The economics of envy: ditch the roses for Valentine’s and bake a cake instead
This Valentine’s Day, instead of going for a teddy bear or roses, gift your loved one a shared experience – as economics teach us that’s what they’ll really appreciate, writes Phoebe Arslanagic Wakefield
Witnesses of the desperate queues outside florists today may marvel that we are hostages to the expectations of an obscure saint’s feast day, itself established over a thousand years ago.

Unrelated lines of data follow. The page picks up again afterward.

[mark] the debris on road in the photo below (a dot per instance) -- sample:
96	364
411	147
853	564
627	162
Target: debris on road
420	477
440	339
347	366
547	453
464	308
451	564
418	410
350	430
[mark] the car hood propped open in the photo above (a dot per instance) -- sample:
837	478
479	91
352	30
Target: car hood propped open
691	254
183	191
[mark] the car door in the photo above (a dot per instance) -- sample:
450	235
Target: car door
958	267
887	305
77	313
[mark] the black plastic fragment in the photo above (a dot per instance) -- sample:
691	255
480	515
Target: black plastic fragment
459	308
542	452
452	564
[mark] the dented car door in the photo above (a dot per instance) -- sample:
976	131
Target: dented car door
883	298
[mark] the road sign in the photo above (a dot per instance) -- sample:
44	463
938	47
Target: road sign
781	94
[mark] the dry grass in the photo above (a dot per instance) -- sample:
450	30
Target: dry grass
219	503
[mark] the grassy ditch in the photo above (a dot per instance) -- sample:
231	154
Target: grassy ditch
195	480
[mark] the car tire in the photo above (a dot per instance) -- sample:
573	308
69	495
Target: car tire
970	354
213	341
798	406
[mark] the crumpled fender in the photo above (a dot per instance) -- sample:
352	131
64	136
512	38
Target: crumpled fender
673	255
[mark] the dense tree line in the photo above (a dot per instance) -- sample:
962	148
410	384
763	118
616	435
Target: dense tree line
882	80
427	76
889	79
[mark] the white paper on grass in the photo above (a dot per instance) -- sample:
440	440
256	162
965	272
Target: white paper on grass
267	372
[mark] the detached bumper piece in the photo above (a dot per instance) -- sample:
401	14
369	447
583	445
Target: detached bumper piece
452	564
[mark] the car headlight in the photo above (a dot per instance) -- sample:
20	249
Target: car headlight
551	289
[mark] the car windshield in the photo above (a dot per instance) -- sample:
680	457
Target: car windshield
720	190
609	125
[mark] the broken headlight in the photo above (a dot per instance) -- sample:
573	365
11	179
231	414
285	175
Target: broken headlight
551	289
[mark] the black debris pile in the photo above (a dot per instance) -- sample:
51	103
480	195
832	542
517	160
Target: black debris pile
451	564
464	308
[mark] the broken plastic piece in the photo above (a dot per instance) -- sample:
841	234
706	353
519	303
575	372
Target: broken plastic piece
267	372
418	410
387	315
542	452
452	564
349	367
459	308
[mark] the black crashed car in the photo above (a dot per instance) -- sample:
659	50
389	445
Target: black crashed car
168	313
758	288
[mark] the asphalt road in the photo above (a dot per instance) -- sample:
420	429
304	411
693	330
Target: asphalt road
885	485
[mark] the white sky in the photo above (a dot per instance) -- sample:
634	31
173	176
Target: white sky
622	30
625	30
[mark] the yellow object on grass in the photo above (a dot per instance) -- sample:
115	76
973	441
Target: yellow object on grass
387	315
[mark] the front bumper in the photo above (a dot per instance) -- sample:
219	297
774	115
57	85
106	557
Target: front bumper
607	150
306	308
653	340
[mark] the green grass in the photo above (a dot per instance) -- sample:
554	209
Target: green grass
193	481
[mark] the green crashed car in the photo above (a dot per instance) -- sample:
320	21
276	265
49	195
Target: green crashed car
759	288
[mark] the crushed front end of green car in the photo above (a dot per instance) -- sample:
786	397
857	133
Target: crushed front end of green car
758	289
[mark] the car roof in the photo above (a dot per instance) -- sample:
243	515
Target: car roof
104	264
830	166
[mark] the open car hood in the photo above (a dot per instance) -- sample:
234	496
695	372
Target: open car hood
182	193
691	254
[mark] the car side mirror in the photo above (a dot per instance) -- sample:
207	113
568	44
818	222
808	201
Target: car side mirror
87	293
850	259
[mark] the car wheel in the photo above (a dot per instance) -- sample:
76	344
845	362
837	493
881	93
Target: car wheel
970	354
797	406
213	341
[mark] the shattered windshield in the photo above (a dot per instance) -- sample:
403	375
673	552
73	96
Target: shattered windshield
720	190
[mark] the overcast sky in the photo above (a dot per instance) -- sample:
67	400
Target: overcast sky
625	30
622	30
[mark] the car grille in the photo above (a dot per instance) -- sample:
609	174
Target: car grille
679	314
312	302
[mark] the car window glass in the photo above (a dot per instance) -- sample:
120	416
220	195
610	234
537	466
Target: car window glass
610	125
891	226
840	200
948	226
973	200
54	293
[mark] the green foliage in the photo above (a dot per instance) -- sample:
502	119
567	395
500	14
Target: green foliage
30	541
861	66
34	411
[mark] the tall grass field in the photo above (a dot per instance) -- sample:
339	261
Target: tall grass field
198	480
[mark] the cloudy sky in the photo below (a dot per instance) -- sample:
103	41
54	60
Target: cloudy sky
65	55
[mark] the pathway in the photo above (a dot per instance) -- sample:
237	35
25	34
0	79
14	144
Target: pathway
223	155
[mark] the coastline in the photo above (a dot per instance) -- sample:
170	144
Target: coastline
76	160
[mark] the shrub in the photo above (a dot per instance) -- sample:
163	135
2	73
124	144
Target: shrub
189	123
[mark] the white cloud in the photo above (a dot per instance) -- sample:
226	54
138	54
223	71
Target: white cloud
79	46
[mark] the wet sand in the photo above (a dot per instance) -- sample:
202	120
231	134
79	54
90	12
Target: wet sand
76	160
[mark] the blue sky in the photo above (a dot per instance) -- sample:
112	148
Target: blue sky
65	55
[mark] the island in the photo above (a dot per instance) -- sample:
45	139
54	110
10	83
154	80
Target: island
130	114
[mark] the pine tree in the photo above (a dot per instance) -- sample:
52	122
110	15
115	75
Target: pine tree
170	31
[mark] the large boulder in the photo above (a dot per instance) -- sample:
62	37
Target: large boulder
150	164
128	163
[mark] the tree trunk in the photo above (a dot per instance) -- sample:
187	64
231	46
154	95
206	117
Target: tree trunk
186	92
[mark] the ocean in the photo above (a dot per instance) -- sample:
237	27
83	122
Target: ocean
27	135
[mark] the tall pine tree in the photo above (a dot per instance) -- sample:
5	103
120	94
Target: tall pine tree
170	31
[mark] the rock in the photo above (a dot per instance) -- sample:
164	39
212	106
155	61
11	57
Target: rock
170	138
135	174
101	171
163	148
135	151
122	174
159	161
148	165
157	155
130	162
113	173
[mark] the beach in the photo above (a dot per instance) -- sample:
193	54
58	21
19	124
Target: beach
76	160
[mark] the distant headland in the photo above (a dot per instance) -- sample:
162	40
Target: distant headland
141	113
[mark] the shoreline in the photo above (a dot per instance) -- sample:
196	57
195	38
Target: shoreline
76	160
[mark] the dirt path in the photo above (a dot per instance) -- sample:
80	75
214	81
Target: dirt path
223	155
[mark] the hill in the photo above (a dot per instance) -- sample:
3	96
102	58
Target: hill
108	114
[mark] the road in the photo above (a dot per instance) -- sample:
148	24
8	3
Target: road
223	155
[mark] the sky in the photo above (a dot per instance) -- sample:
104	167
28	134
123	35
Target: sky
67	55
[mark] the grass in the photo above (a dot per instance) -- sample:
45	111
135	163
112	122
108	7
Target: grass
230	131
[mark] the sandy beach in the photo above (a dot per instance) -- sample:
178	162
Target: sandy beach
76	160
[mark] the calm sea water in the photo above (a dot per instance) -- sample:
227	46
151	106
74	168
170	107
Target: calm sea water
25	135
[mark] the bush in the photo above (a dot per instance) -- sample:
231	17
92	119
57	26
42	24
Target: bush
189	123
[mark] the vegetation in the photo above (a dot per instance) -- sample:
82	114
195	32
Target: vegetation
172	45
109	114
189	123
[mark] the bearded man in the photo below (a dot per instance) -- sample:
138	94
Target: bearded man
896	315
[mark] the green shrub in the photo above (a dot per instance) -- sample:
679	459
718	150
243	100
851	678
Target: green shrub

It’s also easy to feel sorry for ourselves. The right gift is hard to find at the best of times – birthdays, Christmas – but especially on Valentine’s Day, when it must show someone they are loved. You can understand why many give into the pressure to buy a teddy clutching a heart. Years ago, my own fiancé once navigated these tricky waters by proudly presenting me with a bouquet of flowers recycled from a funeral he had been catering at – at the time, I failed to detect the romance in this environmentally friendly gesture.
Perhaps you would never try to palm your beloved off with second-hand funeral flowers, but in truth we are all so bad at giving presents that it’s a matter of economic study.
In the 1990s, Yale economist Joel Waldfogel published a famous journal article called the “The Deadweight Loss of Christmas”, in which he estimated that poorly chosen gifts cause up to $13bn worth of economic waste a year. This is because we are bad at predicting what someone will like, so what we spend on a gift is ultimately less than what it is worth to the receiver. Cheerfully, Waldfogel advocates giving cash instead.
But spending data, including from recent Valentine’s Days, indicates that creative consumers are finding ways around Waldfogel’s deadweight loss problem and the stress of picking a romantic gift. Why buy that despondent teddy when you could instead gift your partner an experience?
Research directly comparing material and experience gifts finds that experiences are rated more highly by recipients as having a strengthening effect on their relationship with the gift-giver. This makes sense in the context of strong evidence (not to mention common sense) that shows we feel more enduring happiness from experiences, rather than possessions. People also report higher levels of happiness before, during, and after consuming experiences, in comparison with those who purchased material objects, according to research from the University of Texas, published by Journal of Experimental Social Psychology in May 2020, when, we can all remember, new experiences had been somewhat hampered by the first wave of lockdowns.
In addition to the bonding and happiness an experience appears to stimulate, another reason this kind of gift edges out material ones may be because people are less likely to rate the value of an experience by comparing it to someone else’s. The curse of compare-and-despair can make even the glossiest bunch of roses seem lacklustre if a friend’s came complete with a generously tiered chocolate box. This problem is confounded by social media’s highlight reels, as we are invited into the personal moments of others to admire and envy the superior gifts received from a stranger’s partner.
Of course, the same could be true for experiences, but the like-for-like, poisonous comparisons are not quite so straightforward when your gift is a home baked cake or concert tickets. Often, such gifts are either accompanied by the promise of special time together or speak of time already lovingly invested, elements that actively resist envious comparison.
But gifts or not, many of us are now more willing to direct disposable income towards purchasing things that are experienced rather than owned, such as festivals and restaurant meals. With 66 per cent of consumers claiming to feel positively about brands that surprise them with unexpected experiences or offers, this trend has caught the interest of businesses on the hunt for ways to provoke brand loyalty. This is partly why brand pop-ups have become such a major presence at events like music festivals, as businesses attempt to hitch their carts to the warm feelings kindled by watching a favourite band play.
What does this mean for you as you reach the front of the queue to discover only limp carnations are left? By thinking creatively and tapping into the psychological benefits of an experience gift you can lessen your chance of falling into Waldfogel’s deadweight loss trap and having to listen to your partner awkwardly ask whether you kept the receipt – so get home and start baking that cake.